APOPTOSIS or programmed cell death is marked by a series of characteristics including loss of cell volume, zeiosis, clumping of chromatin and nuclear fragmentation into apoptotic bodies. There are several flow cytometric-based methods that can be used to quantitate APOPTOSIS by flow cytometry
Sub-Diploid (Ao) Population Detection
One of the most simple methods is to use propidium iodide to stain the DNA and look for the sub-diploid, or Ao, population of cells from a cell cycle profile. The most commonly used dye for DNA content/cell cycle analysis is propidium iodide (PI). The PI intercalates into the major groove of double-stranded DNA and produces a highly fluorescent adduct that can be excited at 488 nm with a broad emission centered around 600 nm. Since PI can also bind to double-stranded RNA, it is necessary to treat the cells with RNase for optimal DNA resolution.
The excitation of PI at 488 nm facilitates its use on the benchtop cytomters. [PI can also be excited in the UV (351-364 nm line from the argon laser) which should be considered when performing multicolor analysis on the multibeam cell sorters.].

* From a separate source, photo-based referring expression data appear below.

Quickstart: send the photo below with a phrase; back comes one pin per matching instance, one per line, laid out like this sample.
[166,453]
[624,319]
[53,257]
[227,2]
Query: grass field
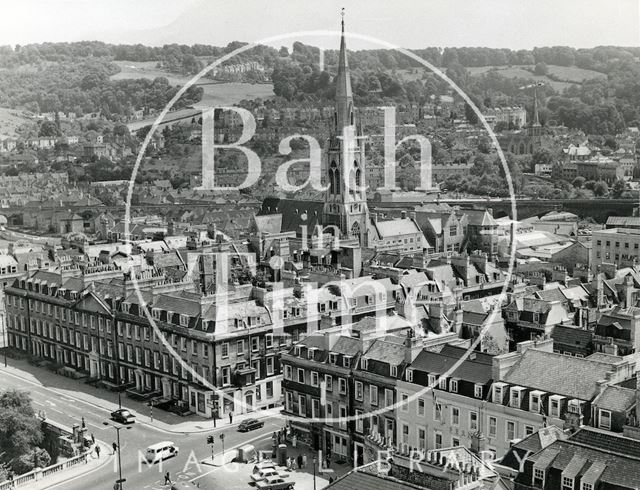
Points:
[215,94]
[570,75]
[10,119]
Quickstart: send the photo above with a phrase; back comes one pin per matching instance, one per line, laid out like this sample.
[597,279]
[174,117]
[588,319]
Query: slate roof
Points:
[623,221]
[554,294]
[531,445]
[295,213]
[570,335]
[396,227]
[177,305]
[347,346]
[552,372]
[612,458]
[616,399]
[269,223]
[384,351]
[437,363]
[608,441]
[473,318]
[361,480]
[602,357]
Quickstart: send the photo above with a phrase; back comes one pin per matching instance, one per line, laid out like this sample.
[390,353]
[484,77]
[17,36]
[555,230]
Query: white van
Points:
[160,451]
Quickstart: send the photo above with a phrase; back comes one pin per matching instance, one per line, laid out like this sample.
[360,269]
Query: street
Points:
[65,409]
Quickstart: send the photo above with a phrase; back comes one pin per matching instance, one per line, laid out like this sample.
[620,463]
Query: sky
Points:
[515,24]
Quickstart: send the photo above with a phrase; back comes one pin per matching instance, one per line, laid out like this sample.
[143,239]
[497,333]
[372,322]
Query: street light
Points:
[120,480]
[315,461]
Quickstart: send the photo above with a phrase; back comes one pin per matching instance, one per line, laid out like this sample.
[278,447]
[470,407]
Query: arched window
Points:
[332,178]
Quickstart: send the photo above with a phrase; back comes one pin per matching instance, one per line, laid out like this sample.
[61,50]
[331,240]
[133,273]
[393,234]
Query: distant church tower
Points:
[536,128]
[345,203]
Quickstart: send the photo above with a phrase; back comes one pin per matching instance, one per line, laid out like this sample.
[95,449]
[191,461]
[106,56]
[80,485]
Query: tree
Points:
[470,114]
[48,128]
[618,188]
[578,182]
[600,188]
[20,430]
[541,69]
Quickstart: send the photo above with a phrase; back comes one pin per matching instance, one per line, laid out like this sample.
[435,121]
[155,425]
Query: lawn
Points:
[10,119]
[568,74]
[215,94]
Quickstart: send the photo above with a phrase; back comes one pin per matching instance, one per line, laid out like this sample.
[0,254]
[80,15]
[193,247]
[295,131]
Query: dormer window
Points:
[516,396]
[554,405]
[535,401]
[477,391]
[575,406]
[538,477]
[498,392]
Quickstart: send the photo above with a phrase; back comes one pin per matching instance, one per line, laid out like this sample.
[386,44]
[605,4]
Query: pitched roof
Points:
[616,399]
[295,213]
[552,372]
[269,223]
[396,227]
[177,304]
[571,335]
[384,351]
[363,480]
[608,441]
[477,370]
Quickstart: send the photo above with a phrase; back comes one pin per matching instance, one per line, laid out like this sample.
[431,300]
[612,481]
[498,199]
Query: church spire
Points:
[344,95]
[536,117]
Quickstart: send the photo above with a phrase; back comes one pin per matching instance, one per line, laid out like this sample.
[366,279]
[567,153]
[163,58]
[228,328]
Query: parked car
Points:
[250,424]
[183,485]
[263,465]
[161,451]
[275,483]
[123,416]
[268,473]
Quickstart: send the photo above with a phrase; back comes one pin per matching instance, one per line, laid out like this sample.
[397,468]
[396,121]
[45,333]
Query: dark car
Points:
[123,416]
[250,424]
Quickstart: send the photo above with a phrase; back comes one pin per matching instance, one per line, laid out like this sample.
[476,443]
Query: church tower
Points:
[535,129]
[345,204]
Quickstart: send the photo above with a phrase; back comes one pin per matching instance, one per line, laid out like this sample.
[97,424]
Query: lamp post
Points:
[120,480]
[315,461]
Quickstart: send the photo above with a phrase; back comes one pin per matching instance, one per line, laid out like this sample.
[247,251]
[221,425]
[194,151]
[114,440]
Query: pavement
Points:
[94,463]
[68,401]
[102,399]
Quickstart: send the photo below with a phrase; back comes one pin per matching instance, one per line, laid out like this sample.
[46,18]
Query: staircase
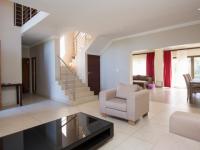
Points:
[73,87]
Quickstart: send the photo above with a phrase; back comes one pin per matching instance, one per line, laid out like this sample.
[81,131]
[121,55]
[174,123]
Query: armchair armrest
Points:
[105,96]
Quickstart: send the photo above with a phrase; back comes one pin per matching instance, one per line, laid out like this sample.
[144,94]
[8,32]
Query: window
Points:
[196,67]
[139,64]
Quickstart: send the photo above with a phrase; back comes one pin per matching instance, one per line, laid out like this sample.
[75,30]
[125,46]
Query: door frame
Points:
[33,74]
[29,83]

TUNEL assay measures DNA strand breaks and annexin V binding, which detects relocation of membrane phosphatidyl serine from the intracellular surface to the extracellular surface.
CASPASE activity (cysteine proteases), typically CASPASE-3, can be detected using a fluorogenic substrate kit. Microscopic examination and detection of DNA laddering by gel electrophoresis will be used to confirm the flow cytometric results.